00:08:20.340 | on the road that have the full sensor suite.

00:08:22.500 | So this is, I'm not sure how many other cars on the road

00:08:27.340 | have the sensor suite,

00:08:29.400 | but I'd be surprised if it's more than 5,000,

00:08:32.300 | which means that we have 99% of all the data.

00:08:35.140 | - So there's this huge inflow of data.

00:08:38.380 | - Absolutely, massive inflow of data.

00:08:40.660 | And then it's taken us about three years,

00:08:44.400 | but now we've finally developed

00:08:45.700 | our full self-driving computer,

00:08:47.660 | which can process an order of magnitude

00:08:52.660 | as much as the NVIDIA system

00:08:55.020 | that we currently have in the cars.
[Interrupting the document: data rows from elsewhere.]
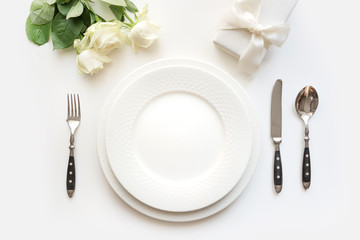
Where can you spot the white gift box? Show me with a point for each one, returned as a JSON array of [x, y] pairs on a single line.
[[272, 12]]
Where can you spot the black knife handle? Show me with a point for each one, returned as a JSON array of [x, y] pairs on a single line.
[[278, 178], [306, 174], [70, 178]]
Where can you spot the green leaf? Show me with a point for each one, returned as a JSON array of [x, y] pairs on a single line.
[[116, 2], [62, 1], [87, 5], [41, 12], [76, 10], [130, 6], [88, 17], [38, 34], [118, 12], [65, 31], [65, 8]]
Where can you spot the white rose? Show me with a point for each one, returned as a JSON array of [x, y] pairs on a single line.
[[103, 37], [90, 61], [106, 37], [143, 34]]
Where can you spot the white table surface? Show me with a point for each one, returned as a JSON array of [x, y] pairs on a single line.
[[322, 50]]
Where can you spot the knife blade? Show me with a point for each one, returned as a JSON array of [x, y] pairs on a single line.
[[276, 123]]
00:08:56.340 | And it's really just to use it,

00:08:58.380 | you unplug the NVIDIA computer

00:09:00.260 | and plug the Tesla computer in, and that's it.

00:09:02.640 | And it's, in fact, we're not even,

00:09:06.740 | we're still exploring the boundaries of its capabilities,

00:09:10.180 | but we're able to run the cameras at full frame rate,

00:09:11.940 | full resolution, not even crop the images,

00:09:15.420 | and it's still got headroom, even on one of the systems.
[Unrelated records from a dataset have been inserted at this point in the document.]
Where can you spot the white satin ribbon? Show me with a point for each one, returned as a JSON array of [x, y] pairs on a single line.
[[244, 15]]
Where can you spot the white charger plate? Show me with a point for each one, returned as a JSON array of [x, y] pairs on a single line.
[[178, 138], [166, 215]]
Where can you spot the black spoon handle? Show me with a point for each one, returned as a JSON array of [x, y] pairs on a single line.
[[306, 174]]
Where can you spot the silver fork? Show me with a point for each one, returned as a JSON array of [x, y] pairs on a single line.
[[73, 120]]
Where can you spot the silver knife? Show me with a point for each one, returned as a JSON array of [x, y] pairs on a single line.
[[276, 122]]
00:09:19.980 | The full self-driving computer is really two computers,

00:09:23.460 | two systems on a chip that are fully redundant.
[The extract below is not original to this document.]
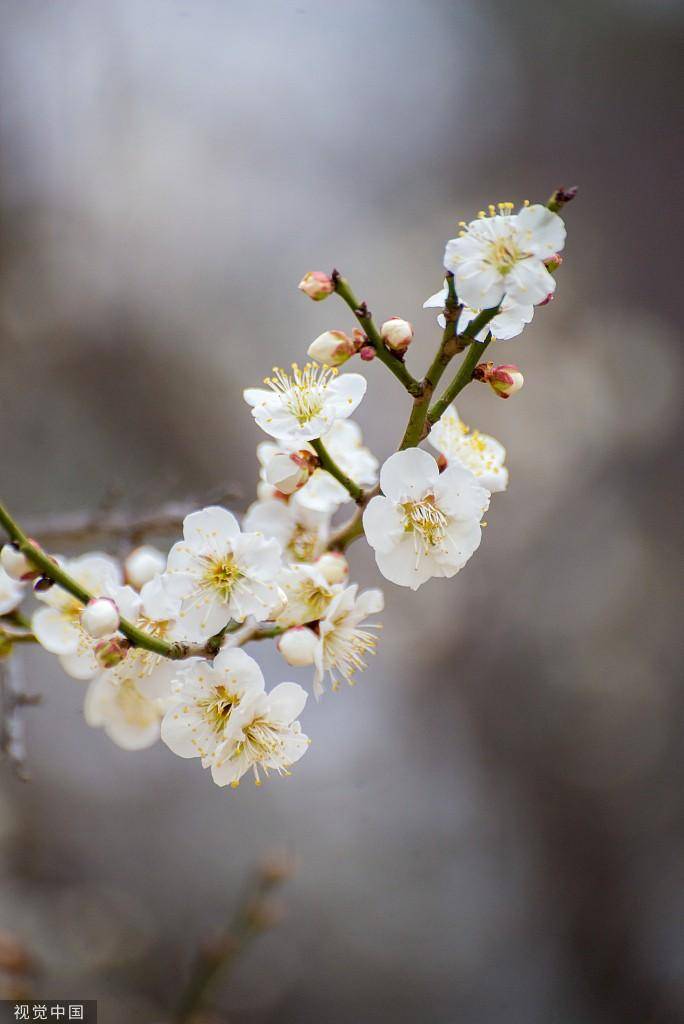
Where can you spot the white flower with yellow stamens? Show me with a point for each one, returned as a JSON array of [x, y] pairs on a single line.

00:09:26.100 | So you could put a bolt through basically

00:09:27.780 | any part of that system and it still works.

00:09:30.220 | - The redundancy, are they perfect copies of each other?

00:09:33.180 | - Yeah.

00:09:34.420 | - Also, it's purely for redundancy

00:09:35.980 | as opposed to an arguing machine kind of architecture

00:09:38.420 | where they're both making decisions.

00:09:40.060 | This is purely for redundancy.

00:09:41.860 | - I think it would more like,

00:09:43.140 | if you have a twin-engine aircraft, commercial aircraft,

00:09:46.560 | the system will operate best if both systems are operating,

00:09:51.780 | but it's capable of operating safely on one.

00:09:55.640 | So, but as it is right now, we can just run,

00:10:00.260 | we haven't even hit the edge of performance.

00:10:04.420 | So, there's no need to actually distribute

00:10:09.260 | the functionality across both SOCs.

00:10:13.500 | We can actually just run a full duplicate on each one.

00:10:17.220 | - You haven't really explored or hit the limit of the--

00:10:20.660 | - Not yet, hit the limit now.

00:10:22.540 | - So, the magic of deep learning

00:10:24.760 | is that it gets better with data.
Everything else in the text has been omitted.